# Is it worth it?



## mt1121 (Jan 23, 2009)

I'm 24. I've been in the Army National Guard here in Mass. for 3 years now. I've bben looking into maybe going to a police academy or something of the sort. I have a lengthy juvenile record that started since i was 10 til i was 17. For the past 7 years I have only had one bump in with the law on a unsecured load while working and it was only a traffic violation. My real question is is it worth pursuing a career in law enforcement or not? I'm willing to put myself through the academy paying out of my pocket to hopefully show a department I'm willing to take the initiative. I just have a feeling with a juvenile record I'd probably be running around in circles. The only good thing about my juvenile record is theres no felonies and no assault or domestic charges. Most of them were on the driving without a license and without authority side. So I'm hoping between time in the military and putting myself through the academy and any necessary test myself will make me stand out a little more than the next guy.
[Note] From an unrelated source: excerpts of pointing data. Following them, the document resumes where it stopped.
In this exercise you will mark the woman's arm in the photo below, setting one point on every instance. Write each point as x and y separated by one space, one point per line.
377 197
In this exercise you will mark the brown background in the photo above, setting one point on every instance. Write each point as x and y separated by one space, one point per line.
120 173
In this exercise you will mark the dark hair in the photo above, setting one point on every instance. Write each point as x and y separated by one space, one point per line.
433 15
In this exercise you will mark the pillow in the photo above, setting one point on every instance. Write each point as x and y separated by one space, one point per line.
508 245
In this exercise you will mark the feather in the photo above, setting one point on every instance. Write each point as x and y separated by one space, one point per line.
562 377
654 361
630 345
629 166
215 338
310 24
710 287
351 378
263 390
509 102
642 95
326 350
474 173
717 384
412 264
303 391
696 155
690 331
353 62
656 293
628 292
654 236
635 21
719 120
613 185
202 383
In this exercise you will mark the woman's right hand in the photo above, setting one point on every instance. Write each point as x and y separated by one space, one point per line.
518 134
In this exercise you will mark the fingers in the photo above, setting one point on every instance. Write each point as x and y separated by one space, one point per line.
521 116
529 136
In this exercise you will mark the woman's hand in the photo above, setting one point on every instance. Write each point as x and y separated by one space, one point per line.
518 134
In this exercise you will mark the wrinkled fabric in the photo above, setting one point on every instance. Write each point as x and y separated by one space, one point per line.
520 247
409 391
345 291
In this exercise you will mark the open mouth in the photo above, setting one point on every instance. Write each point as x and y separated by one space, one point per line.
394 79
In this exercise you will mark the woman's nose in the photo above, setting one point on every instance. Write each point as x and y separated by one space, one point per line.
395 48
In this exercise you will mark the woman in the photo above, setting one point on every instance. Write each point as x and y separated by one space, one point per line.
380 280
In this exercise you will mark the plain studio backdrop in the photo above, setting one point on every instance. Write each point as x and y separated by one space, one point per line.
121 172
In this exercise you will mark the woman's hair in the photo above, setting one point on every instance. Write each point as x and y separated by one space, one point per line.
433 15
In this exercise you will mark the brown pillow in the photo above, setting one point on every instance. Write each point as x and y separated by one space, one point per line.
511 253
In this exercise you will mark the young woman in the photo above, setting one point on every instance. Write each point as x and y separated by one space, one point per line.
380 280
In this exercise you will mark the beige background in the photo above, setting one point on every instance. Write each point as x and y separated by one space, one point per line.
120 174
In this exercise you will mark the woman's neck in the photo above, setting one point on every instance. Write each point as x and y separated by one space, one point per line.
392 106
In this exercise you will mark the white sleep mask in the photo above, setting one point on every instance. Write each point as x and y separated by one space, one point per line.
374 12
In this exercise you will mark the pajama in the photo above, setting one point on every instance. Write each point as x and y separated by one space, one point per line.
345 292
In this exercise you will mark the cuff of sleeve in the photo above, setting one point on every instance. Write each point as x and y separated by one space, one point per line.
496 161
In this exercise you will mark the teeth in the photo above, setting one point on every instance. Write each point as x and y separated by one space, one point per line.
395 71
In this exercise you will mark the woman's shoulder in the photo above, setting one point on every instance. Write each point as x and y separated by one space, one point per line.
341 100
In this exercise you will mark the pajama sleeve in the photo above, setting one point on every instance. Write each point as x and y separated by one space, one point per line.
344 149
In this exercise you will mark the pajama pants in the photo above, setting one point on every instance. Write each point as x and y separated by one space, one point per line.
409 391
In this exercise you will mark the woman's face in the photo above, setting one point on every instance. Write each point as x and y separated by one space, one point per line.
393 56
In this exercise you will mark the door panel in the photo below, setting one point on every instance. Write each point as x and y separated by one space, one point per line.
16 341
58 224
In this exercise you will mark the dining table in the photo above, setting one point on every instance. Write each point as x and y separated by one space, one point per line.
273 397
Any help?


----------



## Deuce (Sep 27, 2003)

With the competition you'd be facing, no...


However we do appreciate your service to this state/nation.


----------



## jettsixx (Dec 10, 2005)

Is it worth it to you that is the only question you need to ask. Apply take your chances and see what happens. Will it be a waste of your time, I dont know. But you have to decide that not us.


----------



## PearlOnyx (Jun 28, 2002)

MT,

If there is something that you want to do in life, never not try because you don't think you'll get it. Nothing is lost by trying. I will be honest however, you face an uphill battle.


----------



## SgtAndySipowicz (Mar 17, 2008)

"Some" Campus Police jobs may be worth looking into. I am aware of at least one campus job (in Boston) where there isn't much of a background check. Maybe you could prove yourself at one of those jobs and then apply for a state or local job......


----------



## KEVDEMT (Feb 20, 2008)

mt1121 said:


> ...I'm willing to put myself through the academy paying out of my pocket...


if you can find a way to self sponsor your way through a mass academy, do me a favor and let me know.

in fact, you could sell that information and make enough money to never have to work again.


----------



## Tuna (Jun 1, 2006)

mt1121 said:


> I've bben looking into maybe going to a police academy or *something of the sort*.


 So your not really sure? Try sherrifs dept or private security.


----------



## BRION24 (Sep 19, 2008)

Look, if your juvenile record is just some Unlicensed Operations and use without authority then I would just start taking tests and appying to local departments. One thing that you have to remember is that your juvenile record is a reflection of who you were in the past and what you will have to impress on the Police Departments that you apply to is that you are not that person now. I went to the academy and have worked with guys who have juvenile records and it did not stop them from getting hired. If you truly want to get on a police department you will find one that will hire you. Good Luck


----------



## justanotherparatrooper (Aug 27, 2006)

Brion is right,just dont lie about anything or try to "minimize" it on your applications .Be brutally honest about anything you talk to a background investigator about. I know more then a few guys with old dui,possession charges,and driving offenses that are on the job and are good cops. yOu will have to bust balls to even get an interview. Being multilingual would help (Rosseta Stone) I think as are being EMT certified. Best of luck and THANK YOU for not whinning about it being unfair


----------



## SgtAndySipowicz (Mar 17, 2008)

It does come down to the following fact though..... for every person in your shoes (juvenile record) there is 10 others applying for the same job that stayed out of trouble as a kid. You do face a uphill battle trying to become a Police Officer. It is recommended that departments be very strict with their hiring standards to avoid issues down the road. If you were the CEO of a company, would you hire someone with a record or someone without one???


----------



## Deuce (Sep 27, 2003)

Deuce said:


> With the competition you'd be facing, *no*...


Andy's right and articulated what I was saying in more words. Listen kid sometimes honesty is a bitter pill to swallow. If you've read the threads on this board long enough you'd know how tough it is to get on. I think the other guys are trying to be nice and give you hope but honestly, when you were fucking off and being a nitwit there were tons of others not getting in the glue.

Unless you have a hellova anchor, relatives on the job, sit down when you piss or are a minority, you're a no go. Ya I said those things, too fucking bad, read the above statement about honesty...

MA sucks. However others have mentioned trying down south and that's a smart idea. Hell right now I'm thinking the same thing.... I hate winter.....

And again, we do appreciate your service.


----------